Startup Combines CPU and DRAM
MojoKid writes "CPU design firm Venray Technology announced a new product design this week that it claims can deliver enormous performance benefits by combining CPU and DRAM on to a single piece of silicon. Venray's TOMI (Thread Optimized Multiprocessor) attempts to redefine the problem by building a very different type of microprocessor. The TOMI Borealis is built using the same transistor structures as conventional DRAM; the chip trades clock speed and performance for ultra-low low leakage. Its design is, by necessity, extremely simple. Not counting the cache, TOMI is a 22,000 transistor design. Instead of surrounding a CPU core with L2 and L3 cache, Venray inserted a CPU core directly into a DRAM design. A TOMI Borealis core connects eight TOMI cores to a 1Gbit DRAM with a total of 16 ICs per 2GB DIMM. This works out to a total of 128 processor cores per DIMM. That said, when your CPU has fewer transistors than an architecture that debuted in 1986, there is a good chance that you left a few things out--like an FPU, branch prediction, pipelining, or any form of speculative execution.
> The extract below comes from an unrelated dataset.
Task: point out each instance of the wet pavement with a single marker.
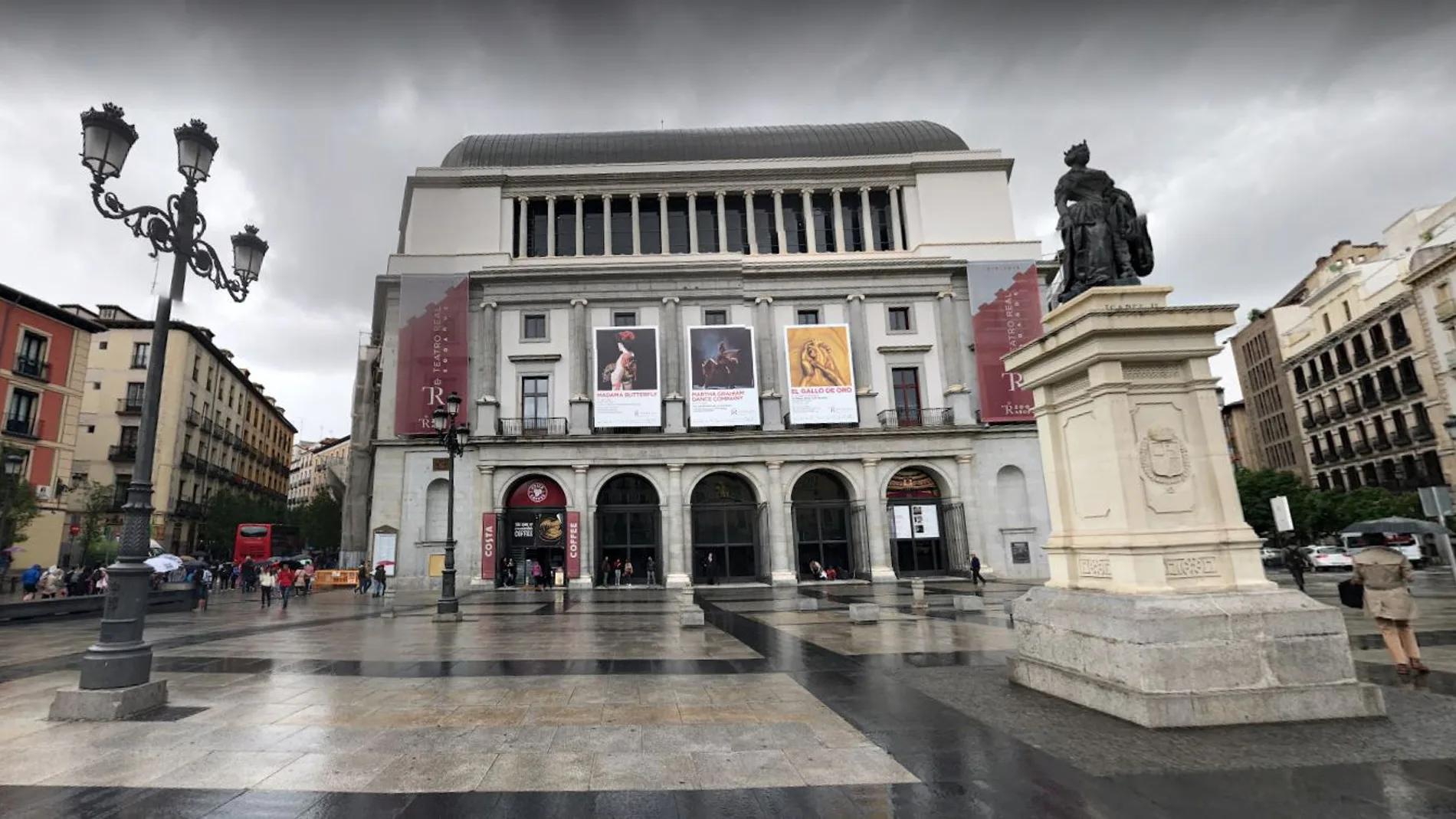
(596, 703)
Venray may have created a chip with power consumption an order of magnitude lower than anything ARM builds and more memory bandwidth than Intel's highest-end Xeons, but it's an ultra-specialized, ultra-lightweight core that trades 25 years of flexibility and performance for scads of memory bandwidth."
there's a problem with doing designs like this. the tooling for CPUs is very very specific: 28nm, 32nm, 45nm - all those companies that do the simulations where they charge something like $USD 250,000 per week to license their tools like mentor do - have written the tools SPECIFICALLY for those geometries.
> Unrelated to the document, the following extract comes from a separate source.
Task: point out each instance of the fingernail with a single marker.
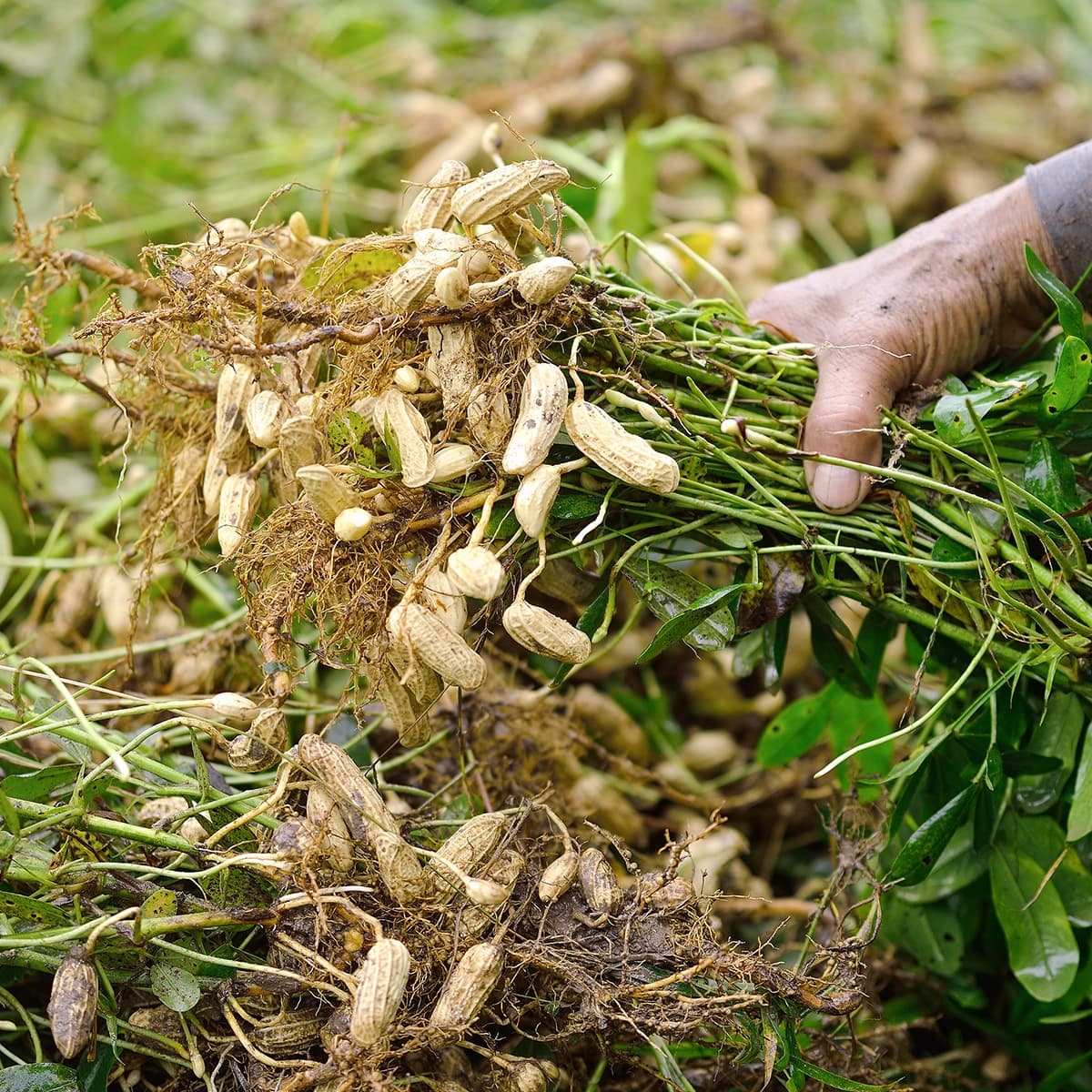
(838, 489)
if you wander randomly outside of those geometries you are either on your own or you are into some unbelievably-high development costs.
why is this relevant?
it's because the DRAM manufacturers do *not* stick to the well-known geometries: they vary the geometry in order to get the absolute best performance because the cell layout is absolutely identical for DRAM ICs. and, because those cells _are_ identical, the verification process is much simpler than is required for a complex CPU.
in other words, this company is trying to mix-and-match two wildly different approaches. in other words, what he's doing is either incredibly expensive or is sub-optimal. which begs the question: what's it _for_?
the cache is there because the speed of DRAM, regardless of how fast you can communicate with it, still has latency issues on addressing.
to do the "routing" to address a 4-bit bus, you need 1/2 the number of transistors than if you addressed a 2-bit bus. each time you add another bit to the address range, you have increased the latency of access.
if you were to provide entirely random-access to an entire 32-bit range you would absolutely kill performance. so, what RAM IC designers do is they go "ok, you're not going to get 32-bit addressing, you're going to get 14-bit addressing, you're going to have to read an entire page of 1k or 2kbits, and you're going to have to have parallel ICs, the first IC does bits 0 to 1 of the data, the second IC does bits 2 and 3 etc."
this relies on the design of the processor having a VM architecture - paging.
but the same principle applies *inside* the processor: even just decoding the addressing, in the MMU, it's *still* too much latency involved.
so this is why you end up with hierarchical cacheing - 1st level is tiny, 2nd level is huge.
even with RISC designs you _still_ have to have 1st and 2nd level caches in order to remain competitive. if you've ever seen a picture of a RISC CPU, it's astounding: the actual CPU is like 1% of the total area; caches are huuuge by comparison, crossbar routing takes up 50% of the chip and the I/O pads, required to be massive in order to handle the current, can take up something like 5% of the chip (guessing here, it's been a while since i looked at an annotated example CPU).